Nowadays, as people expect fine-tuned recommendations and real-time offers based on purchases from the likes of Amazon and Netflix, they also anticipate the same from their chosen financial institution. Hence, it is impossible to ignore the potential of personalized and relevant content. This is why financial institutions of all sizes today prefer advanced analytics to customize all components of the marketing mix, primarily to offer dynamic product pricing.

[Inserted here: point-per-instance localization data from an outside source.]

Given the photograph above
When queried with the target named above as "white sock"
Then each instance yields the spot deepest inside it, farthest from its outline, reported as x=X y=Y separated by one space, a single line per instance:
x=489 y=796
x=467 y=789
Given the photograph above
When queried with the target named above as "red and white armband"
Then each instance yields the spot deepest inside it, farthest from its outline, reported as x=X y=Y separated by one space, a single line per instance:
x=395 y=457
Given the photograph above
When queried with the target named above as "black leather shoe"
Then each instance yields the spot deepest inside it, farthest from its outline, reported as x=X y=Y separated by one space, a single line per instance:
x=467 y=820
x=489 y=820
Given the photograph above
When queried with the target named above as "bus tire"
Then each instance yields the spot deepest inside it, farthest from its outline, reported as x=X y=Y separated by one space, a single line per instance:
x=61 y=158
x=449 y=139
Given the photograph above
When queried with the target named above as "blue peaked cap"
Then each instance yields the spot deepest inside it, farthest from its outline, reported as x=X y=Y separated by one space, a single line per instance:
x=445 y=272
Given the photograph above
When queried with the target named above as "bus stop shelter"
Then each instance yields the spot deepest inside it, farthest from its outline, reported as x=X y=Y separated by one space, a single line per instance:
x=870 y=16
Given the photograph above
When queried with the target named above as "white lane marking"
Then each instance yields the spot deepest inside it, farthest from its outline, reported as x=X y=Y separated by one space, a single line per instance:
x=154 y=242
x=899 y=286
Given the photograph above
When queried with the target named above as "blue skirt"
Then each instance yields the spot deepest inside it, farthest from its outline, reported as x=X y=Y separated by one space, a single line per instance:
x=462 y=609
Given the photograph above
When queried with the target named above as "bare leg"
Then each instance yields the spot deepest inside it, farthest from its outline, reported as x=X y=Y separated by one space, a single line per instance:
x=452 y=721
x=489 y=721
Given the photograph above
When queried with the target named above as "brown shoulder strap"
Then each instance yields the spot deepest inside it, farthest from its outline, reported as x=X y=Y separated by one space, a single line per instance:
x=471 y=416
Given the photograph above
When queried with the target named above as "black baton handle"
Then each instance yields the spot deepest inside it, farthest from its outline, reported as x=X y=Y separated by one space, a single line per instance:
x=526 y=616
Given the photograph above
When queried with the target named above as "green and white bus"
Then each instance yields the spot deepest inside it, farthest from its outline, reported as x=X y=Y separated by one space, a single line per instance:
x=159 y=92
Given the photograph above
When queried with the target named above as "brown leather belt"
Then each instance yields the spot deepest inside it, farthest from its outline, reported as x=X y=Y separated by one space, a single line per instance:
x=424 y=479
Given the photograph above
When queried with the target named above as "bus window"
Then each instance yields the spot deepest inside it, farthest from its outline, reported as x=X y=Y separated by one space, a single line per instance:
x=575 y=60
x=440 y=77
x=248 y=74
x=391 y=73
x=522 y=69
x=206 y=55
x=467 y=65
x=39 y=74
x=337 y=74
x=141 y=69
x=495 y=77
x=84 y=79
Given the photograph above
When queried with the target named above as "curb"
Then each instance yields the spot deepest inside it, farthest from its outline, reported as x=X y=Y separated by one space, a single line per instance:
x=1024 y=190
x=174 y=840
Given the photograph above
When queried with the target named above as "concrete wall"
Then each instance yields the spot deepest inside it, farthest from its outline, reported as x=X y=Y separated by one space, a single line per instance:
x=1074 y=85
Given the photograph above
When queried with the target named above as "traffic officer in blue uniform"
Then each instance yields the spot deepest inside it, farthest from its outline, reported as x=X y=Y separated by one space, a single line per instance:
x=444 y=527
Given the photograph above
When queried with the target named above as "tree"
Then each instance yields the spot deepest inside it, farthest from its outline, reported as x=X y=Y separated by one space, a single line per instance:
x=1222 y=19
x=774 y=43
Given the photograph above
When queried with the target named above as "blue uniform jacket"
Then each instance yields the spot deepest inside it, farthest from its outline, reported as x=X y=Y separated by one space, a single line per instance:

Recent researches have shown that predictive models are used by financial institutions to optimize product prices for every user in real-time. Take life insurance, which is viewed as a static, one-dimensional product. With very little incentive other than providing death benefits, life insurance companies have to put in tremendous efforts to drive sales growth. But what if life insurers can get access to near real-time data about policyholder’s lifestyle and fitness via telematic devices? With that, life insurers can continuously reassess a person’s risk profile and accordingly adjust the cost of coverage. When this data combines with patterns and correlations in customer data sets, insurers can now offer premium adjustments and discounts for a healthy lifestyle. In this way, health insurers can encourage a higher percentage of prospects to convert. Our SIA platform (Softweb Intelligence and Analytics) is not only limited to showing insurers dynamic product pricing, but its predictive models can also showcase the organization as a truly customer-centric company as it can notify policyholders to take medications and schedule checkups, thus improving customer loyalty.
In financial ecosystems, machine learning technologies bring together consumer insights from diverse data sets, including third-party insights from credit bureaus, social media channels, and others. The goal is to develop an ability to offer contextual and personalized product pricing as well as advice based on aggregated data.